Son objectif est d’aider ses membres à anticiper les évolutions du marché du gaz naturel et à développer l’exploitation des ressources dans les meilleures conditions financières, économiques et environnementales. Douze pays en font partie: l’Algérie, l’Égypte, la Guinée équatoriale, la Libye et le Nigeria pour l’Afrique. L’Iran, le Qatar, les Émirats arabes unis pour le Moyen-Orient. Le Venezuela, la Bolivie et Trinité-et- Tobago pour l’Amérique du Sud. Et la Russie pour l’Europe. Néanmoins, cette structure semble manquer d’ambition. L’organisme assure n’avoir aucune envie de fixer de quotas de production et ne possède aucun mécanisme de contrôle efficace sur le prix du gaz à l’international.

D’ailleurs, les États-Unis, qui figurent parmi les trois premiers exportateurs de gaz au monde, ne font pas partie de cet organisme. C’est comme imaginer l’OPEP sans l’Arabie saoudite ou le Venezuela: un non-sens total.


Moscou sur tous les fronts énergétiques

La Russie multiplie les interventions ces derniers jours pour tenter de se placer au centre des débats sur la crise énergétique européenne. Le président Vladimir Poutine peut être tenté de jouer la carte des livraisons de gaz pour obtenir des concessions de l’Europe. Mais c’est un pari à double tranchant pour Moscou. La crise de l’énergie fait-elle du Kremlin le maître du jeu ? À l’ouest, le président Vladimir Poutine a appelé, mercredi 13 octobre, à des efforts pour “stabiliser” le marché du gaz en Europe où les prix se sont envolés ces dernières semaines. À l’est, Pékin a toqué, le même jour, à la porte russe pour pouvoir importer plus de charbon, d’électricité et de gaz pour surmonter sa propre crise de l’énergie.
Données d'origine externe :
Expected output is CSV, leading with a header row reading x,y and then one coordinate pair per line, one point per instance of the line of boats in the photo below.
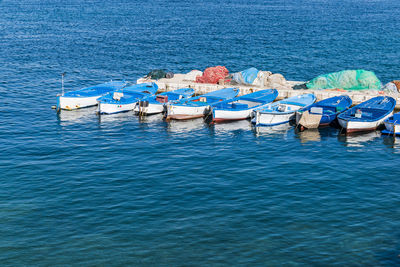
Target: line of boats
x,y
225,105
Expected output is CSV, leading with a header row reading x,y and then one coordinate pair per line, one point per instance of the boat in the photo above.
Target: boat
x,y
283,111
368,115
155,104
322,113
125,99
198,106
241,108
392,125
86,97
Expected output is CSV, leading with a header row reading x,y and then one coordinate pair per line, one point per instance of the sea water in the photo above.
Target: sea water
x,y
82,189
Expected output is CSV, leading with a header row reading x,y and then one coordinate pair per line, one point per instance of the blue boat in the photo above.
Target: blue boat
x,y
367,116
241,108
195,107
283,111
155,104
392,125
125,99
322,113
87,97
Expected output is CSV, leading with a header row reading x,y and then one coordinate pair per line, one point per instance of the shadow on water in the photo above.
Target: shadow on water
x,y
231,128
315,135
185,126
271,131
69,117
358,139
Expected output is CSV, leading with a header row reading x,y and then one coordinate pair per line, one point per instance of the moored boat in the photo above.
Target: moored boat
x,y
125,99
195,107
392,125
322,113
241,108
155,104
368,115
86,97
282,111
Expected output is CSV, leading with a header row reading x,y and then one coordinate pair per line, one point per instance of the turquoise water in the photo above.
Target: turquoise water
x,y
115,190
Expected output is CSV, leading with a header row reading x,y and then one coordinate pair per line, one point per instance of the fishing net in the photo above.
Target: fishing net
x,y
213,75
347,80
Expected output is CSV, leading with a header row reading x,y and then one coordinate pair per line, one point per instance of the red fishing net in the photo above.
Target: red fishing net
x,y
213,75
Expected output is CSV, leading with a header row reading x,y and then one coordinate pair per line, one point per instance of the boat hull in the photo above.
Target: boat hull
x,y
106,108
71,103
271,119
325,119
150,109
361,126
392,127
177,112
230,115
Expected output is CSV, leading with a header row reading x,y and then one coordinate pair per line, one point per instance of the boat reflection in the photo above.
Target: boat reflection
x,y
69,117
272,130
185,126
156,118
118,117
358,139
233,127
310,135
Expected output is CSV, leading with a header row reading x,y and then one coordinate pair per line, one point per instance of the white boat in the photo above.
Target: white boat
x,y
241,108
86,97
155,104
368,115
125,99
283,111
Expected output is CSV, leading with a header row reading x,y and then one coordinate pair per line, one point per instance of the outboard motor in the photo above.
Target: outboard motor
x,y
207,110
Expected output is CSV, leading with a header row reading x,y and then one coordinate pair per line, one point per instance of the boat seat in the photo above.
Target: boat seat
x,y
293,103
316,110
239,106
396,117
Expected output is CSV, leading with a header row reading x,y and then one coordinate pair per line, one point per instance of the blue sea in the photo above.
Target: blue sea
x,y
80,189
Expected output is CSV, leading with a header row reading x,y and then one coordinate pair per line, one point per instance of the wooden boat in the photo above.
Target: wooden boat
x,y
322,113
155,104
368,115
241,108
283,111
195,107
392,125
125,99
86,97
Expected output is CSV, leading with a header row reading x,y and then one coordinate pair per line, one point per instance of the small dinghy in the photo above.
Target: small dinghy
x,y
283,111
241,108
323,112
125,99
195,107
368,115
155,104
86,97
392,125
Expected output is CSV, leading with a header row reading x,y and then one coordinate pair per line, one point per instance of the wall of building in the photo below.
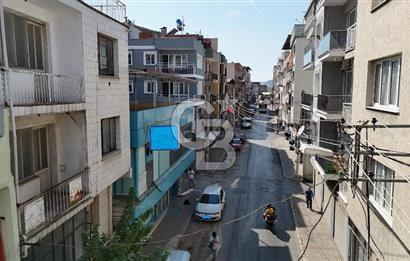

“À court terme la Russie est dans une position confortable, ne serait-ce qu’en raison du tarif du gaz”, assure Arild Moe, spécialiste du secteur de l’énergie russe à l’Institut norvégien Fridtjof Nansen, contacté par France 24. Son prix a, en effet, bondi de plus de 170 % depuis le début de l’année, ce qui constitue une très bonne nouvelle pour les finances de Moscou qui, à travers Gazprom, est le principal fournisseur de gaz pour l’Europe.

“Cela fait aussi longtemps que Moscou n’avait pas été dans une telle position de force pour négocier avec les pays européens”, ajoute Agata Łoskot-Strachota, spécialiste de la politique énergétique européenne au Centre d’études orientales de Varsovie, contactée par France 24. L’Europe pense, en effet, que Moscou a les moyens d’étancher sa soif de gaz naturel.

“La Russie dispose certainement d’une certaine marge de manoeuvre car Gazprom n’a jamais fait plus qu’honorer les termes de ses contrats d’approvisionnement avec l’Europe”, rappelle Arild Moe. Bruxelles espère que le géant gazier puise dans ses réserves.